Page 1 of 1

MySQl Metadata consistency

Posted: 06.12.2020, 22:02
by MJFShark
In the Metadata calls for tables and procedures there's an inconsistency in how catalog and schema are handled:

Currently for Tables, Columns, TablePrivs, ColumnPrivs, Pks, Indexes:
TABLE_CAT = Database
TABLE_SCHEMA = Empty

Currently for Procedures, ProcedureColumns:
PROCEDURE_CAT = 'def' (the value in MySQL's catalog info schema tables)
PROCEDURE_SCHEMA = database

Currently for CollationsAndCharSets:
COLLATION_CATALOG = database
COLLATION_SCHEMA = database

Most of the newer (I think) changes to the metadata calls allow passing the database in either the Catalog or Schema parameters. So my question in all of this is, should this be changed at all? Will MySQL add real catalogs at some point? I must admit that I think of the MySQL databases as schemas, but I know that some of this is from older code and also that jdbc has it's own definitions/standards.
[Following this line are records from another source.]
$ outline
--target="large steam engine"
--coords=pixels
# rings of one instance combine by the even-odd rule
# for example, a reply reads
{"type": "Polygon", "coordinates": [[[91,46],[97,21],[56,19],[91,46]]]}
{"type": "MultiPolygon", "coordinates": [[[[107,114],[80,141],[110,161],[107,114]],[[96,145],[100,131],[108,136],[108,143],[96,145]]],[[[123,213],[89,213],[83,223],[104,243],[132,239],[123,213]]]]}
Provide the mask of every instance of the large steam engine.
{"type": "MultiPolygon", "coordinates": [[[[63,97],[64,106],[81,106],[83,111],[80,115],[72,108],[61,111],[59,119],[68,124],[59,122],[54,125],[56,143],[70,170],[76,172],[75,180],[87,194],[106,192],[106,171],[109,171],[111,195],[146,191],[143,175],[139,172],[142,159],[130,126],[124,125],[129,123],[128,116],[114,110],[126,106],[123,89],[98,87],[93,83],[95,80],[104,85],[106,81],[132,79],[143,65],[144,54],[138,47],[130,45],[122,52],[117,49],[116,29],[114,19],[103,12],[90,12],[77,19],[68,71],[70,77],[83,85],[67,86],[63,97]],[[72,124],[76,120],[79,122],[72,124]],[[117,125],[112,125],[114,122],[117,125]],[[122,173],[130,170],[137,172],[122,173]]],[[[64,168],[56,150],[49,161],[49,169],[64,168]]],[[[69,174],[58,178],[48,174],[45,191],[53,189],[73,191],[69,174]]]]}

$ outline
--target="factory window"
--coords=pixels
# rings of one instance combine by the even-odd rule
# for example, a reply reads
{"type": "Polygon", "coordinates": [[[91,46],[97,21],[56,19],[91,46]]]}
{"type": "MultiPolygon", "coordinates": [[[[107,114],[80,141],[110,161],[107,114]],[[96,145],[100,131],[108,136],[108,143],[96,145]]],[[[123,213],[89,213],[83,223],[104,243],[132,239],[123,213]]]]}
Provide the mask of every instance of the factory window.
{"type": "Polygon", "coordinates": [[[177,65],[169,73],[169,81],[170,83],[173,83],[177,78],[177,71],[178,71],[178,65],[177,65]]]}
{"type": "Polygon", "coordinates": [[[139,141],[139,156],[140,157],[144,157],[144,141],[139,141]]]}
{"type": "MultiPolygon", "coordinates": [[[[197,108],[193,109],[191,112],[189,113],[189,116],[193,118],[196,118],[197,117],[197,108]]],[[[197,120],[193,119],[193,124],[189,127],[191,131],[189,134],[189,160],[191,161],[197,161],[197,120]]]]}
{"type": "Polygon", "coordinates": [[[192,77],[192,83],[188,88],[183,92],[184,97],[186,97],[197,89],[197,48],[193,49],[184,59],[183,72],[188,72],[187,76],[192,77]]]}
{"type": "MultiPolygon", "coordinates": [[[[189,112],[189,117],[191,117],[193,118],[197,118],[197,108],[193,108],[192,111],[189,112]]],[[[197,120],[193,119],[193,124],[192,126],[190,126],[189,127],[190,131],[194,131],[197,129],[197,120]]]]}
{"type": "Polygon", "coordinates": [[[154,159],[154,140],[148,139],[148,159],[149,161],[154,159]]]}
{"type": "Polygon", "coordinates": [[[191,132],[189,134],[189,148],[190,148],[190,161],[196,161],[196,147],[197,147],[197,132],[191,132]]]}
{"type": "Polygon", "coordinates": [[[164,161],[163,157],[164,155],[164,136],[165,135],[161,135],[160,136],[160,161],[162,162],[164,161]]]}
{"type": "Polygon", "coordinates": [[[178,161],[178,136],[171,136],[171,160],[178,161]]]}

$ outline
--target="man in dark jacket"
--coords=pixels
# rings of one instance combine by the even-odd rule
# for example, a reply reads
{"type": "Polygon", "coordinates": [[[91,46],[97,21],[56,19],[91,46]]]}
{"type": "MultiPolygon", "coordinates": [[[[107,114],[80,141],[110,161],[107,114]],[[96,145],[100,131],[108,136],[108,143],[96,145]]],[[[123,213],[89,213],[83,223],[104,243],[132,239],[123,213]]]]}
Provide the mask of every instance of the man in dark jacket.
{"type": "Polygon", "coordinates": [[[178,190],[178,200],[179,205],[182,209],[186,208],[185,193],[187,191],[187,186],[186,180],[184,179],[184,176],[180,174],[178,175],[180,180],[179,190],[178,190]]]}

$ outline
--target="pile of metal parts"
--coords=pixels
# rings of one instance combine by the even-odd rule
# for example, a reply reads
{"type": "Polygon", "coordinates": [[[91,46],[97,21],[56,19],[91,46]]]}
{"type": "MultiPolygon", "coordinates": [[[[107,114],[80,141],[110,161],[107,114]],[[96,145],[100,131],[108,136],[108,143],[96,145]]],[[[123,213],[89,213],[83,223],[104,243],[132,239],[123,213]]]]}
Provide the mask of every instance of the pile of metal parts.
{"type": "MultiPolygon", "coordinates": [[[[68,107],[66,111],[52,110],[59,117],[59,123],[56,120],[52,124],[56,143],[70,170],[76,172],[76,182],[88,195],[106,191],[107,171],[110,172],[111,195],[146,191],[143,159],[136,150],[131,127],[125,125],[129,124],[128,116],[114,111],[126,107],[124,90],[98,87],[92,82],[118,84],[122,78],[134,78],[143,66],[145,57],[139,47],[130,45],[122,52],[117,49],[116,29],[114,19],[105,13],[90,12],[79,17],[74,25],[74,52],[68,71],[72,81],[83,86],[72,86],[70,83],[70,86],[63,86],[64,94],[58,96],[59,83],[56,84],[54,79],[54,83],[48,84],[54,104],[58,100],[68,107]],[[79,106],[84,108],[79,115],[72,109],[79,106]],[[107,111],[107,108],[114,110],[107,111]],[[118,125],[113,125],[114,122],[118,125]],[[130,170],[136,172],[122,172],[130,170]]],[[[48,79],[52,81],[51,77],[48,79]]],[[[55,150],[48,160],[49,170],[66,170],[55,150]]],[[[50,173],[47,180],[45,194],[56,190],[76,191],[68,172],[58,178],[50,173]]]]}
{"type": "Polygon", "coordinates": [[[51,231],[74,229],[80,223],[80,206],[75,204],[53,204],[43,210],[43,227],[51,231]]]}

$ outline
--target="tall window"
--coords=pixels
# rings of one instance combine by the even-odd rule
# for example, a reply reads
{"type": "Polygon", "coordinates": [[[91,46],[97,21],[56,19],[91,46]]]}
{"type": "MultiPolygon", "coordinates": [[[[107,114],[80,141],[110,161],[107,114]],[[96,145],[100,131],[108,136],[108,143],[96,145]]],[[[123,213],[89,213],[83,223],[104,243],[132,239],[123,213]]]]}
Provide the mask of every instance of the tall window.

I obviously don't want to break any backwards compatibility. Perhaps returning database in both catalog and schema is a good compromise for now? Thanks for any feedback!

-Mark

Re: MySQl Metadata consistency

Posted: 06.12.2020, 22:25
by aehimself
I am no expert in SQL. The phrases like "schema", "catalog" and "database" mentioned in the same sentence scares me.

I HAVE NO DAMN CLUE WHAT IS THE DIFFERENCE!!!! :D

Re: MySQl Metadata consistency

Posted: 07.12.2020, 04:53
by MJFShark
The terms are a bit different depending on the database you use, however the Zeos metadata layer works with the terms (as parameters and object fields) "Catalog" and "Schema", so it's just a matter of deciding how these map to the underlying data dictionary. I usually think of SCHEMA as the direct table owner so a "full" table name for me is often schema.tablename. To me, the current MySQL metadata layer is a bit odd in that it uses Catalog to map to "database" (mostly) whereas I would think that Zeos "schema" would map to MySQL "database".

But that's really an aside, I don't think it matters what gets mapped to what, as long as it's consistent, at least within a protocol. If backwards compatibility wasn't a concern, I'd map MySQL database to ZeosLib schema, and have catalog be "def" or blank, BUT there may be very good reasons for it to work the way it does that I don't know about. It might make sense to return database for both in the metadata results.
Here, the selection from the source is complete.